Potencial de incompatibilidade de medicamentos intravenosos em uma unidade pediátrica

Potencial de incompatibilidade de medicamentos intravenosos em uma unidade pediátrica

Autores:

Karla Dalliane Batista Leal,
Ramon Weyler Duarte Leopoldino,
Rand Randall Martins,
Lourena Mafra Veríssimo

ARTIGO ORIGINAL

Einstein (São Paulo)

versão impressa ISSN 1679-4508versão On-line ISSN 2317-6385

Einstein (São Paulo) vol.14 no.2 São Paulo abr./jun. 2016

http://dx.doi.org/10.1590/S1679-45082016AO3723

INTRODUÇÃO

Em virtude das condições clínicas de pacientes hospitalizados, o tratamento com medicamentos intravenosos é uma característica comum, entretanto, pode resultar em inúmeros riscos e danos ao paciente.(1,2) A complexidade da farmacoterapia intravenosa, sobretudo da administração do medicamento, é a principal causa destes problemas. O processo de administração de medicamentos intravenosos é complexo por compreender varias etapas o que pode predispor a erros.(3,4)

Erros de administração são bastante comuns em pediatria, sendo sua probabilidade de ocorrência em torno de 70%.(4) Crianças são mais susceptíveis a erros devido ao uso de medicamentos off label, medicamentos com diversas dosagens, a falta de padronização dos regimes posológicos, a dose baseada no peso corporal, a imaturidade de órgãos e sistemas e a incapacidade de se comunicar adequadamente.(3,5) Vijayakumar et al.(2) constataram em seu estudo que as incompatibilidades correspondiam à maioria dos problemas de administração dos medicamentos intravenosos.

Incompatibilidade é uma interação física e/ou química inesperada entre duas ou mais substâncias quando em mistura, cuja segurança e eficácia do tratamento podem ser comprometidas pelo produto formado.(6) Quanto à forma de ação, as incompatibilidades são classificadas em físicas e químicas. A primeira resulta em alterações visíveis na mistura (precipitação, turbidez, viscosidade, mudança de cor, liberação de gás) e a segunda causa degradação do fármaco por reações de decomposição (hidrolise, oxidação e reações químicas covalentes).(6,7) Existem vários fatores relacionados às incompatibilidades, dentre eles, o mais importante é o potencial hidrogeniônico (pH), pois a maioria dos fármacos são ácidos ou bases fracas e consequentemente uma mínima variação de pH pode suceder em uma incompatibilidade.(6,8)

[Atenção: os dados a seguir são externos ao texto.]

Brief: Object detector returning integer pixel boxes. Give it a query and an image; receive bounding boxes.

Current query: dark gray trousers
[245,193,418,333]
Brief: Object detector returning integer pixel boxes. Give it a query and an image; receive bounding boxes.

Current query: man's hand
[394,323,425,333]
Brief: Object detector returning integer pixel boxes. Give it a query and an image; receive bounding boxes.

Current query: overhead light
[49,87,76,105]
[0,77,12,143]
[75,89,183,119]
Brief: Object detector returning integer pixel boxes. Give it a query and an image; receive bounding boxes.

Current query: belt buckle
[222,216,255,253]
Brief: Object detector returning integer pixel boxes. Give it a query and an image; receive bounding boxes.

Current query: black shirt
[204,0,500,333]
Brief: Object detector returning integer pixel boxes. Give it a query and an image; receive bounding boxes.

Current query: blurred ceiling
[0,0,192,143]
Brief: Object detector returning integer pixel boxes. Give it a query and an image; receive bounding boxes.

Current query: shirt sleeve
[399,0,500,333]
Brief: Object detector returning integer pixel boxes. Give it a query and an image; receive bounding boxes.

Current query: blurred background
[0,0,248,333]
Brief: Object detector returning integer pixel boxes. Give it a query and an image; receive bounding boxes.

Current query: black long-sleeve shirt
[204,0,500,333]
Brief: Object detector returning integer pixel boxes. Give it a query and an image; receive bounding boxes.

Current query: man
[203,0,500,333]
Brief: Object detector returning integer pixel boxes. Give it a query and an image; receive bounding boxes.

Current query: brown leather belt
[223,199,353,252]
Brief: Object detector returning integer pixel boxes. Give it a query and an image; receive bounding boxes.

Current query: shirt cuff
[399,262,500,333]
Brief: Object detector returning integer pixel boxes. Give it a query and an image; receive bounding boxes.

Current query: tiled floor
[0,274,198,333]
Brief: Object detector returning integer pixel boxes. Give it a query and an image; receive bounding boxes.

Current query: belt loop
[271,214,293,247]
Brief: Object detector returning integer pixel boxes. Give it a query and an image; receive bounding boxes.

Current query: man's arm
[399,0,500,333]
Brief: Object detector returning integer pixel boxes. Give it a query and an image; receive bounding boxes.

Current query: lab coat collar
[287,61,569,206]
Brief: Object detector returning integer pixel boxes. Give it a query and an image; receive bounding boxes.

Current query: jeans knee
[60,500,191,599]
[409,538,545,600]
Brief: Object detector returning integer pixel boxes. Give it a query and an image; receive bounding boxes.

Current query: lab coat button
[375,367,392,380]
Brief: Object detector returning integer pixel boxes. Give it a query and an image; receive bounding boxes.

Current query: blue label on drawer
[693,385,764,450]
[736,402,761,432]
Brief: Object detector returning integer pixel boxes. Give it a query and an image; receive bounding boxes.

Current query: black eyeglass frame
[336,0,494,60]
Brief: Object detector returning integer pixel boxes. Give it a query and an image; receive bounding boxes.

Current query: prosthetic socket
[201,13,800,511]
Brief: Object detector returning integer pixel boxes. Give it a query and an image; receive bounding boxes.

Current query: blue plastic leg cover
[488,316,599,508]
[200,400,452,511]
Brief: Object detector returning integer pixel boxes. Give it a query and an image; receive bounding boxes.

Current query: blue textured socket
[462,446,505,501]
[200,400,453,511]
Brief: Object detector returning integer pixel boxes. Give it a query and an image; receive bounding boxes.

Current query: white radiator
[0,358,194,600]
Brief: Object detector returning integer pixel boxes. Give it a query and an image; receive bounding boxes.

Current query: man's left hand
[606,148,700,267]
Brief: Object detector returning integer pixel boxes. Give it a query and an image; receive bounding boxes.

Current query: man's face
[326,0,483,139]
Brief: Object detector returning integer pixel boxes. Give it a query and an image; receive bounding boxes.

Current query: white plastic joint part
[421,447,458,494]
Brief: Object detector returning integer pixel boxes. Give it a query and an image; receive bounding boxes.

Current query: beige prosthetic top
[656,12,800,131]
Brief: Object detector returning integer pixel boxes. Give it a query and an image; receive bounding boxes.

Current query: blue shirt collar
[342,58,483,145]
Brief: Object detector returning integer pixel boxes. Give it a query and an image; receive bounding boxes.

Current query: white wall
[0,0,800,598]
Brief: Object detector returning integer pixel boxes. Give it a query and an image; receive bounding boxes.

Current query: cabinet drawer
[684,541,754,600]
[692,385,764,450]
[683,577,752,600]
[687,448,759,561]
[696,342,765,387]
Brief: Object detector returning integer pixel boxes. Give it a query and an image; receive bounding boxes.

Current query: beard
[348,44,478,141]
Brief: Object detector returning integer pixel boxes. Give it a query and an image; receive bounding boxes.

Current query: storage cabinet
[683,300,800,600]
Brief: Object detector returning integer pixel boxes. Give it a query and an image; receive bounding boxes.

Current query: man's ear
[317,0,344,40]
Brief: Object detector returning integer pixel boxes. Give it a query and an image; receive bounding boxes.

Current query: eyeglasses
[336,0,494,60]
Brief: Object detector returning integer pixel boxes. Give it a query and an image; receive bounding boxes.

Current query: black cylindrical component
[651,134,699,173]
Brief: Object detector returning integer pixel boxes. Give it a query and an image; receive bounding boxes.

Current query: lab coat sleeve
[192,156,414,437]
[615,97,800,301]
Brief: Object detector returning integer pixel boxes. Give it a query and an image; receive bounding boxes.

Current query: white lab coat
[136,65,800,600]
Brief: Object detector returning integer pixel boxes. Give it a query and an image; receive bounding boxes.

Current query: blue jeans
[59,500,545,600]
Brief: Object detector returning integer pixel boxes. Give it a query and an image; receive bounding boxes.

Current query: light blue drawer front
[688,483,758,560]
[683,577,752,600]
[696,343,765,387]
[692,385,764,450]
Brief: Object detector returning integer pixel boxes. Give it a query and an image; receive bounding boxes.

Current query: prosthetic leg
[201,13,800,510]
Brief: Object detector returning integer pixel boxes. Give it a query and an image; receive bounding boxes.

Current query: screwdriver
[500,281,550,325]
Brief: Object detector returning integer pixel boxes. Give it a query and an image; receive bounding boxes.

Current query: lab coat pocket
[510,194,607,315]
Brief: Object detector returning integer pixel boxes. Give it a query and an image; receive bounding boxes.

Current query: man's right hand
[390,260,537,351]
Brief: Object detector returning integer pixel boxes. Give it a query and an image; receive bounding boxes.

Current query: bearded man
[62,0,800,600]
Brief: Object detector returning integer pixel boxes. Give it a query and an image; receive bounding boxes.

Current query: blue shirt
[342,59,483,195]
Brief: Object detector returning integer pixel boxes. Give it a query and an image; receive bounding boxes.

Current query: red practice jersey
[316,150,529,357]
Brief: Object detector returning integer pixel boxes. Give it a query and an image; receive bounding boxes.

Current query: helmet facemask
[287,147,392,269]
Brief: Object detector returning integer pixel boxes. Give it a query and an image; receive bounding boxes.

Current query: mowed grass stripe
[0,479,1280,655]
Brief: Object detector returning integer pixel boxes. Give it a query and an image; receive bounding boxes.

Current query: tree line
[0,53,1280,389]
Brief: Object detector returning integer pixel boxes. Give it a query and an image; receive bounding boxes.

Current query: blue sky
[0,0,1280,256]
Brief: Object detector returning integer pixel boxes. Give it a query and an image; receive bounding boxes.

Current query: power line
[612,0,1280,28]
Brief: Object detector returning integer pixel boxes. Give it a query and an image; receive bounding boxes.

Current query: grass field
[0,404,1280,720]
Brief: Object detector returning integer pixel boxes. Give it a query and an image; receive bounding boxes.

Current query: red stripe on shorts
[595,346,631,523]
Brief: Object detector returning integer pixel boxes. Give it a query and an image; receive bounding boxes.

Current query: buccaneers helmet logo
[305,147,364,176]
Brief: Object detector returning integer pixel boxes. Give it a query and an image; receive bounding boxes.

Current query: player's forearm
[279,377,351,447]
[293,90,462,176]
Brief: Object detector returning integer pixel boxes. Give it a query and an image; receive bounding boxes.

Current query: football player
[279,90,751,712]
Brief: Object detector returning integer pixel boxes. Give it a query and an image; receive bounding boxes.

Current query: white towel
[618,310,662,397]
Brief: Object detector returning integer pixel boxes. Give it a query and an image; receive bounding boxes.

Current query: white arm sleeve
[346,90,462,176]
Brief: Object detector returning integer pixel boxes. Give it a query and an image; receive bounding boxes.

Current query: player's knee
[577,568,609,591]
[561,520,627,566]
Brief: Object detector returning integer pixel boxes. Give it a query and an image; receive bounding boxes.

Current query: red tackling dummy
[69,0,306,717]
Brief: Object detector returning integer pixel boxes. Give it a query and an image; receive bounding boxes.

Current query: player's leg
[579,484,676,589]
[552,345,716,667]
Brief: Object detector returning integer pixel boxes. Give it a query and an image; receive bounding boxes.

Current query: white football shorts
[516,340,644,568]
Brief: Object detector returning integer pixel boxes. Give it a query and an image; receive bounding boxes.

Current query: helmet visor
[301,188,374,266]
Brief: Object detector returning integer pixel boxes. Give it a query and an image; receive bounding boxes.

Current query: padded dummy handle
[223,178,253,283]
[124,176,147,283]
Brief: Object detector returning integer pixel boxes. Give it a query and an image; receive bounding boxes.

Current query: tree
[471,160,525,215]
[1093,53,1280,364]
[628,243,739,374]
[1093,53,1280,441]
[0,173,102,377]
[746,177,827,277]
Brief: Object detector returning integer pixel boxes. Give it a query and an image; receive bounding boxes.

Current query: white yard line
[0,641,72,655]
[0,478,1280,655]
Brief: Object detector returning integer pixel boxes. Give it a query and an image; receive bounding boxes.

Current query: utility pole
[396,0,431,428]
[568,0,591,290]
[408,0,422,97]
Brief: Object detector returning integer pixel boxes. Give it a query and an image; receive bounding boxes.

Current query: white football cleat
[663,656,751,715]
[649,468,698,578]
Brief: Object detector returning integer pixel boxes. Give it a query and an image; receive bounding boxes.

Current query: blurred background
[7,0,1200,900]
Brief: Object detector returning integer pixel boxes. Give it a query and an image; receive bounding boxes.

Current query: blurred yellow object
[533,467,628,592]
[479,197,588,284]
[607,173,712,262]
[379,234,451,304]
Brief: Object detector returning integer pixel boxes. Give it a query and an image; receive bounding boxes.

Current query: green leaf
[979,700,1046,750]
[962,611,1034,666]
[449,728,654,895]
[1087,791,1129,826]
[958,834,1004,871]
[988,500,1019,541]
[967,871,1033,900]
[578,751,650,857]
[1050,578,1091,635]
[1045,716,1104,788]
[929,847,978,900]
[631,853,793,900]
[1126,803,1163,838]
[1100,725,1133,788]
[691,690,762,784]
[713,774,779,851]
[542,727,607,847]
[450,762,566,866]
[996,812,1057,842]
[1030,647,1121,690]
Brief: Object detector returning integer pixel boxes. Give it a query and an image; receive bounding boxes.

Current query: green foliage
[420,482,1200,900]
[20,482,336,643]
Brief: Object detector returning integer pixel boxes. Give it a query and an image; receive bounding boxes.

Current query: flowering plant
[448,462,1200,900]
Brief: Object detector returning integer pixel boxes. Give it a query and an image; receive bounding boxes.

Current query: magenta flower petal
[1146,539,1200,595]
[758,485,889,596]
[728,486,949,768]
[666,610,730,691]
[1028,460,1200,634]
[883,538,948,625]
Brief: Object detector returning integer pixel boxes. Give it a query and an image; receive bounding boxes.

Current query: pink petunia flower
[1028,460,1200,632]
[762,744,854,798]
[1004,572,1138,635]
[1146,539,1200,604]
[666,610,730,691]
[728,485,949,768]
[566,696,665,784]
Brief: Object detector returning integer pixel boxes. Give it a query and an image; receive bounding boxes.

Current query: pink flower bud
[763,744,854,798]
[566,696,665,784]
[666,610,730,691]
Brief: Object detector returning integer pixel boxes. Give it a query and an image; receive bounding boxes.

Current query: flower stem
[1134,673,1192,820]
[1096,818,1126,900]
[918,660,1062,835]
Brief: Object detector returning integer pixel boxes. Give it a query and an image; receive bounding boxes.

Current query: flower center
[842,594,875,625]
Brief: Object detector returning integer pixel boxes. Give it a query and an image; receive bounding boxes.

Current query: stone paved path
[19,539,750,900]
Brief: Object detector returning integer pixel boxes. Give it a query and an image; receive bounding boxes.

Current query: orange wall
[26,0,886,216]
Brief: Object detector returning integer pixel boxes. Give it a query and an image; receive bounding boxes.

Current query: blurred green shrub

As incompatibilidades podem implicar em varias consequências, desde uma simples obstrução do cateter até o óbito. Na prática clínica, a incompatibilidade física é a mais provável de ocorrer.(8) Deste modo, é necessária que a equipe multiprofissional esteja alerta para este problema, principalmente, em razão da escassa literatura disponível e do desconhecimento e/ou limitada capacitação dos profissionais. Diante disso, o farmacêutico, dada a sua formação centrada no medicamento, é o profissional mais qualificado para atuar nessas situações, devendo integra-se a essa equipe.(2,7,9,10)

OBJETIVO

Avaliar o potencial de incompatibilidade dos medicamentos intravenosos bem como identificar possíveis fatores de risco em uma unidade pediátrica.

MÉTODOS

Desenho do estudo e população

Trata-se de um estudo observacional analítico do tipo transversal realizado na unidade pediátrica de um hospital universitário público, de médio porte, em Santa Cruz (RN), Brasil. Foram incluídos no estudo prescrições de crianças com idades máximas de 15 anos, hospitalizadas por mais de 24 horas e sob uso de pelo menos um medicamento pela via intravenosa. Excluíram-se prescrições com posologia incompletas ou com grafia inadequada. As prescrições foram selecionadas por conveniência entre os meses de junho a outubro de 2014.

Coleta de dados

Os dados foram coletados a partir da análise das prescrições na qual as variáveis do estudo foram: gênero, idade, motivo de internação hospitalar, número de medicamentos intravenosos, posologia, tempo de permanência hospitalar/presença e tipo de potenciais incompatibilidades (PI). Os medicamentos foram agrupados segundo a Anatomical Therapeutic Chemical Classification System (ATC) da Organização Mundial da Saúde (OMS).(11)

Potenciais incompatibilidades

Foram consideradas PI a detecção na prescrição de dois ou mais medicamentos pela via intravenosa e descritos na literatura como incompatíveis físico e quimicamente. Destaca-se que não foi possível observar se houve a incompatibilidade, mas somente detectada a potencialidade de sua ocorrência durante a análise das prescrições. Para a classificação das PI utilizou-se a base de dados Micromedex® versão 2.0,(12) sendo classificada em precipitação, turbidez, decomposição química, alteração de cor, variável e não testado. As categorias variáveis e não testado foram considerados incompatibilidades por não se terem estudos suficientes sobre os medicamentos ou pelos estudos apresentarem resultados conflitantes, possivelmente dispondo de riscos semelhantes as demais incompatibilidades.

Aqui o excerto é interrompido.